Christmas Day was a pissy rain day when I observed the weather in the lamp light, which is where I like to do my wondering. The forecast today was for four degrees above and it was less pissy thankfully. I was curious to note that the weather forecast was identical today in Tofino, right down to the high and the low and the action. I don’t know why I assumed it might be different, but I practice the cutting edge science of weather wondering  rather than the science of meteorology.

I love Christmas because it’s an excellent time to work! I manage pots of things during these two days and I don’t mean the cooking variety. I mean the reading and writing variety. And this year the theme was exercise. The gym was open yesterday and I took myself to it. It was packed. I continue my physiology studies. Now I conduct them while on the strange up and down, elastic band, mountain machine — the name of which I have never figure out. The problem is I am short and the reading material sits above my head so I have to perform an acrobatic reading feat. I have to balance the book and my hands on two poles that are not intended for that purpose.
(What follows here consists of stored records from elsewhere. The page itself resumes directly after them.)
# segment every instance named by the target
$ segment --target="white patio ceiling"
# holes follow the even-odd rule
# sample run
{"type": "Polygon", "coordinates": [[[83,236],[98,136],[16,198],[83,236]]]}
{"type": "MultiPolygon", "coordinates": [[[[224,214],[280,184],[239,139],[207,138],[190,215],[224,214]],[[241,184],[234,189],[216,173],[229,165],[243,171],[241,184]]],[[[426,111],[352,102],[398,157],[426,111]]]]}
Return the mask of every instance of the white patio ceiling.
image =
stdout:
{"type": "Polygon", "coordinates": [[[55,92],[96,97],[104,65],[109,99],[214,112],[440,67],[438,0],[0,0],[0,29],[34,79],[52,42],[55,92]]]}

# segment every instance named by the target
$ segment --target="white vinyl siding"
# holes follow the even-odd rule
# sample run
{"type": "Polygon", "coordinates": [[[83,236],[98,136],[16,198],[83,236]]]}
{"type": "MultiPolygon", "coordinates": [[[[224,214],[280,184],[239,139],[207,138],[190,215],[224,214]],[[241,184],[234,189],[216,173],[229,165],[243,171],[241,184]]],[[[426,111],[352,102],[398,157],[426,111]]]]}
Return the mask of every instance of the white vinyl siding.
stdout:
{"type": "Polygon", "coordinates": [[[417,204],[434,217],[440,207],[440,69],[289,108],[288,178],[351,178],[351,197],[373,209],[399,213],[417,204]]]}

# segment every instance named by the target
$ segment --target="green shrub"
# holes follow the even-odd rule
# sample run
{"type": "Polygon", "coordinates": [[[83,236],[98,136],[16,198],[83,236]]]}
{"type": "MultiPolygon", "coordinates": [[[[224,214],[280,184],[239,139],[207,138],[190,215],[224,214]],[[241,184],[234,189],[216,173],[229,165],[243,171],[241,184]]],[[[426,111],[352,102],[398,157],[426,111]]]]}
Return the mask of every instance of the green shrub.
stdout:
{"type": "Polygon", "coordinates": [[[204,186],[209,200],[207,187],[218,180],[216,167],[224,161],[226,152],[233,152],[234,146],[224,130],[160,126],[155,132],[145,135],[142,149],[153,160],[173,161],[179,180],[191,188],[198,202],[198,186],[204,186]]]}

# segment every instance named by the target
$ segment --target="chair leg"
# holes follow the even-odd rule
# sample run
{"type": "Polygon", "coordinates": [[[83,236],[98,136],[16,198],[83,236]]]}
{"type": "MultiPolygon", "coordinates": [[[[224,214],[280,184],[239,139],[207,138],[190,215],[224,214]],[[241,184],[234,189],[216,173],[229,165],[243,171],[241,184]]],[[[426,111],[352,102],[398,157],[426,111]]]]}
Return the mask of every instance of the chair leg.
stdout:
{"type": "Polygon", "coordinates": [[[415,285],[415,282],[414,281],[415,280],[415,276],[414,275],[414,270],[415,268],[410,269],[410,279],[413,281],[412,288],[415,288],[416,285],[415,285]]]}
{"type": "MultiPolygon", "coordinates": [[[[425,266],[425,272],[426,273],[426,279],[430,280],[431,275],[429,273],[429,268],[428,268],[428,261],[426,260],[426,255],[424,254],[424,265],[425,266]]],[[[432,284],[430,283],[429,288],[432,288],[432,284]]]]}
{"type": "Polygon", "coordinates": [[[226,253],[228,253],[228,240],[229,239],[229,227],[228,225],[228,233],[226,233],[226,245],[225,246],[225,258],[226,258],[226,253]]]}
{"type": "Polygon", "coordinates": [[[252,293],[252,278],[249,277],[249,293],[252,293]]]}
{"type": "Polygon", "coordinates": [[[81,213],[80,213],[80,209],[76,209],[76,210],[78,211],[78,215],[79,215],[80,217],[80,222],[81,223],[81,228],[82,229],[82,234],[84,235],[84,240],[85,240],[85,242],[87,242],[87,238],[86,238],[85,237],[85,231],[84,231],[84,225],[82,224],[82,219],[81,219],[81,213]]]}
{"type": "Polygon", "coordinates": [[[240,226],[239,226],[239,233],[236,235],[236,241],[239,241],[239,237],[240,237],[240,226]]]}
When I rang the Motherland today they reported a storm underway. A storm that had been blowing for days. The wind speeds were up to 150KM per hr. We collectively diagnosed it as a Tropical Storm type wind event, except of course rural Ireland is far from Tropical. Met Eireann issued a red alert or Status Red (here are the details just to share a bit of variety on the weather watching).

Wind Warning for Wexford, Galway, Mayo, Clare, Cork, Kerry and Waterford

Update
Becoming very stormy this evening with gale force southeast winds veering southwest early tonight and further veering westerly tomorrow. Severe and damaging gusts of 120 to 140km/hr expected and 150km/hr gusts in exposed coastal areas.
Very high seas also with significant danger of coastal flooding also.
Winds moderating Friday afternoon and evening.

**

At the risk of pointing out the obvious, we can see again where penguins are streaks ahead of us. Power cuts do not piss off penguins.

**

I hope you all had a lovely Christmas or two days off with your family or friends. I hope you had the benefit of good health, warm Brussel sprouts and some comedy to wash it down. At this time of the year and because I pass the hospital often, I think of everyone in there and those working hard to give them pain relief, resolution and comfort. The ones who’ll come out and those who may not. The families and friends who climb the stairs in to visit them regardless. I salute you all. As Mr Strummer says “Without people you are nothing.” VGH also has my favourite Christmas lights in the world.

 

 

Two treats

Abysmal rainy day here and terror ice storm in Toronto and further east. I feel for all those people with no heat and no kettle in those shivering temperatures.

Thus a treat (those sans power can join this treat once the lights come back on) Here’s a trailer for a film based on Robert Walser’s short story The Walk. It is made from from found footage and directed by Siobhan Davies & David Hinton.

Click here to watch

Also, a friend sent me this yesterday. An essay on the problems of reading by Moyra Davey. Davey’s show Ornament and Reproach is currently up at the Belkin Satellite gallery.